In September 2006 Krajisnik, former President of the Republika Srpska Assembly, was sentenced to 27 years’ imprisonment for crimes against humanity, and persecution, extermination, murder and deportation of non-Serbs in Bosnia and Herzegovina.
He was sentenced for participation in a joint criminal enterprise, in collaboration with other Bosnian Serb leaders but acquitted of charges of genocide and complicity in genocide.
All parties, including the indictee himself, appealed the first-instance verdict. Among other things, the Prosecution appealed due to what it described as an “inadequately low sentence”.
Nearly two and a half years after the pronouncement of the first-instance verdict, the Appellate Chamber of the International Criminal Tribunal for the former Yugoslavia, ICTY, has announced that it will pronounce a second-instance verdict on March 17.
The indictee was allowed to examine Radovan Karadzic as a witness during the course of the appellate process.
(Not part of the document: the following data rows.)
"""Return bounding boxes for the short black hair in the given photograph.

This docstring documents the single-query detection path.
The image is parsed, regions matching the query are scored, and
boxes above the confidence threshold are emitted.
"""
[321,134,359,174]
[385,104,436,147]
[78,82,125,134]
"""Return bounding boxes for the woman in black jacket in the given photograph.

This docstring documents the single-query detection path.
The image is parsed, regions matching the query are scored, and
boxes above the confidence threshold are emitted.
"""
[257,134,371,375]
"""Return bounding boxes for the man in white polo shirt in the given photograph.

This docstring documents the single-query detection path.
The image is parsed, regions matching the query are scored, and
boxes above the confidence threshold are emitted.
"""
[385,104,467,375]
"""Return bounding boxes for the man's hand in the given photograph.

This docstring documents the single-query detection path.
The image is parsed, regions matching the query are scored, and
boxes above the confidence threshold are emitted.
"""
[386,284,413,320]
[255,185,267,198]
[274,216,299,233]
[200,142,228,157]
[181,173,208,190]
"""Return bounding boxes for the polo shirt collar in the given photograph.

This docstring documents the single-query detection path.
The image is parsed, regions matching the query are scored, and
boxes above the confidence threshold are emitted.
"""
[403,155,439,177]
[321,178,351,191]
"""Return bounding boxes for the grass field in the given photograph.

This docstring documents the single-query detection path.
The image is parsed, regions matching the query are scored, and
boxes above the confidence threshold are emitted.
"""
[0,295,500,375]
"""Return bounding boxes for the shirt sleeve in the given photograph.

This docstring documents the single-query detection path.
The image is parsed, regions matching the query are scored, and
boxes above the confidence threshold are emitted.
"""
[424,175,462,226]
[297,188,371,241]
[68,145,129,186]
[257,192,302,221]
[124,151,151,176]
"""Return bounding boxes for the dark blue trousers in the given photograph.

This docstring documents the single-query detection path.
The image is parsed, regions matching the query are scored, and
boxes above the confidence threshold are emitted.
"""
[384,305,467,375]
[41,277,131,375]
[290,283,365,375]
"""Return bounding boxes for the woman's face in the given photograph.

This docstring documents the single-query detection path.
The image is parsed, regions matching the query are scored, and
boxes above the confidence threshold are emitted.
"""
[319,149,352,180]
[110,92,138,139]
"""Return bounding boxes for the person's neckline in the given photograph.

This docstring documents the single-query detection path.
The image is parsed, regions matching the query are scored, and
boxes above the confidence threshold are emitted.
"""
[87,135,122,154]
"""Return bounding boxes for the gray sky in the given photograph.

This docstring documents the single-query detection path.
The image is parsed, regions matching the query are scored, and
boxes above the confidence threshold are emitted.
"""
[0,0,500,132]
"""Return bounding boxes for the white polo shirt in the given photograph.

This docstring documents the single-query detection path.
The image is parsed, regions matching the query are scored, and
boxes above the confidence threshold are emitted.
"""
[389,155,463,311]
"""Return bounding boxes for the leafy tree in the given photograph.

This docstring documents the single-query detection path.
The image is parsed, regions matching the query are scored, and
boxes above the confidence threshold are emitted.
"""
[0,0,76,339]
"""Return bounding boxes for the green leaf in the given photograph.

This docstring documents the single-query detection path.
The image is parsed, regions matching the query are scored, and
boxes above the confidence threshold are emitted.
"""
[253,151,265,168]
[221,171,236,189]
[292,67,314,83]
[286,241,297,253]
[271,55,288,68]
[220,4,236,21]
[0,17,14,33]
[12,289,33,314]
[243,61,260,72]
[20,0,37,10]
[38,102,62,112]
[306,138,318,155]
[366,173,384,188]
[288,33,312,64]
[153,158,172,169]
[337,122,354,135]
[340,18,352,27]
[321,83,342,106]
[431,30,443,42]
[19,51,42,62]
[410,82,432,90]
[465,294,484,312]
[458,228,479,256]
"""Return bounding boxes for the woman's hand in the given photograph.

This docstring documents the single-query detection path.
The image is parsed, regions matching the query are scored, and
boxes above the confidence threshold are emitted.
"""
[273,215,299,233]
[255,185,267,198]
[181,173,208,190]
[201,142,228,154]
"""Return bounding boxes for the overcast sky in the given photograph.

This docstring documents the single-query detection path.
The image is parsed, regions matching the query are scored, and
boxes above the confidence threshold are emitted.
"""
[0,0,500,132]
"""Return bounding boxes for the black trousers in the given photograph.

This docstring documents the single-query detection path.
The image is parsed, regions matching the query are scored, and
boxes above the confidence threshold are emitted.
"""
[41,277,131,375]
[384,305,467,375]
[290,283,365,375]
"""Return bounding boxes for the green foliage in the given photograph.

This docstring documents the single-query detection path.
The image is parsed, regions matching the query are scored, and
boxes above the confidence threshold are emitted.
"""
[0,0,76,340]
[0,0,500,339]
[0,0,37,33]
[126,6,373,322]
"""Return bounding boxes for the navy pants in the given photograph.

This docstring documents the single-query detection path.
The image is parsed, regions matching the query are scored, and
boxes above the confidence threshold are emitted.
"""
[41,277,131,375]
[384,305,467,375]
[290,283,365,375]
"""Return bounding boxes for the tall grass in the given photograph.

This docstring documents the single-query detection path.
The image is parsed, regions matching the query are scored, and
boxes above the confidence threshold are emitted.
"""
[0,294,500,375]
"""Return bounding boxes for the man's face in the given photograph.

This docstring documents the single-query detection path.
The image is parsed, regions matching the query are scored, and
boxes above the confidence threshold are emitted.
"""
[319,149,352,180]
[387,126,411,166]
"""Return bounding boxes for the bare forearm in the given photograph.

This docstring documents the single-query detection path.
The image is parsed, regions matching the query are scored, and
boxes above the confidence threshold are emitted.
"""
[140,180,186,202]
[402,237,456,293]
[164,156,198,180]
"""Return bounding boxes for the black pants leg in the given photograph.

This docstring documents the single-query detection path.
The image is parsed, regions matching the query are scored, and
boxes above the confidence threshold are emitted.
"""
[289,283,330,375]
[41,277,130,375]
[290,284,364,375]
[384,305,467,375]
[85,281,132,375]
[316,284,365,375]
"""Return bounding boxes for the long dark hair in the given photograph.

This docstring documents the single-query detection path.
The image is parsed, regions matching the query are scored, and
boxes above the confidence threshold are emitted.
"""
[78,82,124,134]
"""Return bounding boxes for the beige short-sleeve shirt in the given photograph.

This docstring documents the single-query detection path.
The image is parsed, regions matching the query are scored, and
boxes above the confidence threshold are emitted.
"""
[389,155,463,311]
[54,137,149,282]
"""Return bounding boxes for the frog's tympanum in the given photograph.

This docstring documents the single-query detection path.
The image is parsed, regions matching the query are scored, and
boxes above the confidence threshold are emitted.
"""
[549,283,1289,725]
The former President of Republika Srpska is at The Hague awaiting the start of his trial for war crimes and genocide.
Karadzic, who was examined on November 5, 2008, denied that Krajisnik was member of the wartime Presidency of Republika Srpska, his close associate and the “second highest ranking official in Republika Srpska”.
He also denied the fact, previously determined by the first-instance Chamber, that Krajisnik had a role in the establishment of crisis committees, war commissions, regional and municipal structures in the Serbian Democratic Party, or the Territorial Defence.